Welcome Home, Thunder
Thousands of fans gathered in a clearing near Will Rogers World Airport to greet the team after its return flight home from Miami, where the team fell in the NBA Finals. Amid high and humid 90-degree temperatures, fans arrived hours before the team landed to show their support. Upon arrival, the team offered their thanks to the fans. “I played in Boston for eight years and I thought they were the best fans in the world,” center Kendrick Perkins said, pausing. “Until I got to OKC and I saw what it means to be a part of something special.”
‘Nowhere Else I’d Rather Be’
Russell Westbrook shows his commitment and loyalty to the Thunder by signing and extension over the summer. “I am grateful to extend my contract with the Thunder and continue to play with the only organization that I have played for and have loved being a part of since I was drafted into the NBA,” Westbrook said. “I’m really excited about moving forward with this group of guys and continuing to play in front of the best fans in the world.” Just over a year later at the start of training camp, Westbrook would sign another multi-year extension, reaffirming his long-term allegiance to the organization.
Book Bus Debuts, Promotes Literacy
Loaded with hundreds of books and decked out in Thunder colors, the Rolling Thunder Book Bus, presented by American Fidelity, has delivered more than 150,000 books to children in central Oklahoma since its debut at the state capitol. After boarding the Book Bus, every child selects a free book to take home, helping to inspire a love of reading and a personal connection with the Thunder. Said Christine Berney, Thunder Vice President of Community Relations: “The Rolling Thunder Book Bus has become one of our signature reading programs, and we love being able to put books in the hands of children to inspire a love of reading and emphasize the importance of literacy.”
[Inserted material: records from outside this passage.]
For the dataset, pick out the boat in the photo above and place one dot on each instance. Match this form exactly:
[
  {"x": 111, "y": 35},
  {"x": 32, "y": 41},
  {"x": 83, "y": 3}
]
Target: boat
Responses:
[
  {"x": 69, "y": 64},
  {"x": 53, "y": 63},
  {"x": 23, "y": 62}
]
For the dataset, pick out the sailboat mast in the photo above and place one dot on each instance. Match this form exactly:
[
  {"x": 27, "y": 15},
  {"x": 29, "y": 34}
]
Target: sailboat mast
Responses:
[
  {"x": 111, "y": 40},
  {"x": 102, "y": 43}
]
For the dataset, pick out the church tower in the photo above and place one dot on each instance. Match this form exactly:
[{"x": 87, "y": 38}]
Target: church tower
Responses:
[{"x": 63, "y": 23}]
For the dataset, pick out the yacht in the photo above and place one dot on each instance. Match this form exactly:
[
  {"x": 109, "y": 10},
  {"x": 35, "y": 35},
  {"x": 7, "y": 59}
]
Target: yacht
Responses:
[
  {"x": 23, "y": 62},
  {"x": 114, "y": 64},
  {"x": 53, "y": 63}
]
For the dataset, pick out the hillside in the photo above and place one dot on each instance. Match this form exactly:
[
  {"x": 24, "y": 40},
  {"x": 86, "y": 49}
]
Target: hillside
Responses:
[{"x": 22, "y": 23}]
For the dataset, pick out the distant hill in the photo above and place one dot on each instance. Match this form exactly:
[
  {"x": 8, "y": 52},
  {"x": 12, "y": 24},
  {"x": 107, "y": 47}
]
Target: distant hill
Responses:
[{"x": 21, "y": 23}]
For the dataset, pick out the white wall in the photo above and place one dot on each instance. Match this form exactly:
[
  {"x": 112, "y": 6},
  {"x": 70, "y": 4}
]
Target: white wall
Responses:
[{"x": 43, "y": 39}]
A star is born as Rumble the Bison makes his OKC debut, playing a drum solo on a 10-foot platform lowered from the arena’s catwalk. “Rumble is very versatile and will appeal to fans of all ages on and off the court. Thunder fans are in for a real treat as they are entertained by Rumble, and we have no doubt it will be a fan favorite for years to come,” said Thunder Senior Vice President Brian Byrnes. Six months later in Las Vegas, the lovable bison was awarded the NBA Mascot of the Year in recognition of his work with the Thunder at various community events throughout Oklahoma City.